|We've got signal, but what the heck is it?
That's your mission. Analyze this bébé.
download the audio file 2.wav.gz
Setup baudline to be a Netscape helper application as described
in the FAQ.
Ignore the 60 Hz AC power leakage and its harmonics (120 Hz,
Turn on the 60 Hz notch filter in the play deck.
Try playing the mystery signal at different speeds, slow
it down or drop it an octave.
Loop on the transitional points, play it again and again
until you start to hear things.
Measure the harmonic relationships with baudline's
harmonic helper bars.
Use this handy tool to determine the fundamentals.
Look at the major frequency rise at the start, and the fall
near the end. How are they different? What is going on?
Look for clues in the four blips during the steady state
part. Model that behavior.
What is it?
It is a wood chipper also known as a tree mulcher. It takes
in tree branches, grinds em up, and spits em out. The device is usually
towed by a truck and it is powered by its own gas engine. Here is the
break down of the different sections of the sound file.
1) power up
Background silence transitions to the sound of a gas
engine starting up. The exhaust note stepping from 51 Hz to 52 Hz to 53
Hz indicates that the idle speed is adjusted two times. After idling
for about 10 seconds a clutch/gear mechanism is engaged, the engine bogs
down, and the massive tree grinding/chopping teeth start to spin. For 10
seconds there is an inverse exponential acceleration (34 Hz to 55 Hz).
Then the throttle is opened up and 12 seconds of linear acceleration is
2) steady state
Operating speed is reached and sustained for 127 seconds.
The four dips in the constant speed represent tree branches tossed in that
briefly slow down the flywheel.
3) exponential decay
The engine is turned off and the spinning teeth under
go 95 seconds of exponential decay which is caused by air resistance and
bearing friction. Then for 3 seconds a brake is applied causing linear
de-acceleration which stops and silences the wood chipper. Note that
the 110 Hz to 90 Hz fuzzy trace at the end of file is just Doppler
shift of the 3rd harmonic of a plane flying overhead.
harmonic structure analysis
The plot below was created by selecting 30 seconds of
steady state signal and pasting that into the average
window. Next, extensive use of the
harmonic helper bars
were used to determine the complicated harmonic structure of this signal.

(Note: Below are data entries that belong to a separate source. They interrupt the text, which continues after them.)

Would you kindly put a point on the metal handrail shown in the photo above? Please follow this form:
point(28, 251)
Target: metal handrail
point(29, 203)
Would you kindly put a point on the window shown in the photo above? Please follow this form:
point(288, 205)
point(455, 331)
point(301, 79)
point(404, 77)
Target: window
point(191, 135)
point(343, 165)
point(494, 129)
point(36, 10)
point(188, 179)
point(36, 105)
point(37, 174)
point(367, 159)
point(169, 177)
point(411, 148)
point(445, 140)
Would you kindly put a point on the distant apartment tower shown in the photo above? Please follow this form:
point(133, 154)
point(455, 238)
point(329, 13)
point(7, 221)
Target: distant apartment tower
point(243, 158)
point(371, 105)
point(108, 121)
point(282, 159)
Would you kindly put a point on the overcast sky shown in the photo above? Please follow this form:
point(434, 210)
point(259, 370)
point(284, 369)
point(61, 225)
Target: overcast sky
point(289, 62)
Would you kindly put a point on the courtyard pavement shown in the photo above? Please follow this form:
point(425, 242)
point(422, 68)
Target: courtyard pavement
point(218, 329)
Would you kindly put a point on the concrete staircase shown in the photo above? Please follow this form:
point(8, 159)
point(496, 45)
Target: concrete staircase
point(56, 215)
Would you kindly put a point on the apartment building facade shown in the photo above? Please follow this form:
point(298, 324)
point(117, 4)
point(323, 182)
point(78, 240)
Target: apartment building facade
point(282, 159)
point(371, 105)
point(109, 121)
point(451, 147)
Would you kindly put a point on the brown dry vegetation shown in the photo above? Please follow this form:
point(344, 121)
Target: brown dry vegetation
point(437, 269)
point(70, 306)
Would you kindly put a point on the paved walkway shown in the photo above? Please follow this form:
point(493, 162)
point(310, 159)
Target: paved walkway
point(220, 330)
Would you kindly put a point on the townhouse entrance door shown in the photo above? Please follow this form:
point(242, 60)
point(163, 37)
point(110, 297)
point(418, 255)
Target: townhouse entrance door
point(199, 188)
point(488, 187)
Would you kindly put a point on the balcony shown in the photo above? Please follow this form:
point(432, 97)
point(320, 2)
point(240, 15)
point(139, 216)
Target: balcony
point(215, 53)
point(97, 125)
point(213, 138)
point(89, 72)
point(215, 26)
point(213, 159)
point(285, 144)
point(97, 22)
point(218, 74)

The two main causes of the harmonic structure are a fundamental at 18 Hz with
9 harmonics and a phantom fundamental at 22 Hz with 7 harmonics. These
two fundamentals are likely the engine exhaust note and the bearing /
vibrational noise of the main feed teeth. The 18 : 22 ratio is the
function of a gear/belt mechanism that couples the engine and the spinning
mass. Fundamentals at 103 Hz and 107 Hz, each with one harmonic, also
contribute. It is believed that these fundamentals represent the cutting /
grinding teeth spinning at high > 6000 RPM speeds which are geared off of the
main spinning feeding mass. The slower spinning teeth pull the tree
branches inward while the faster spinning teeth grind them up. Note that
this analysis is highly speculative and is based solely on the emitted sound
and a crude understanding of how the device works.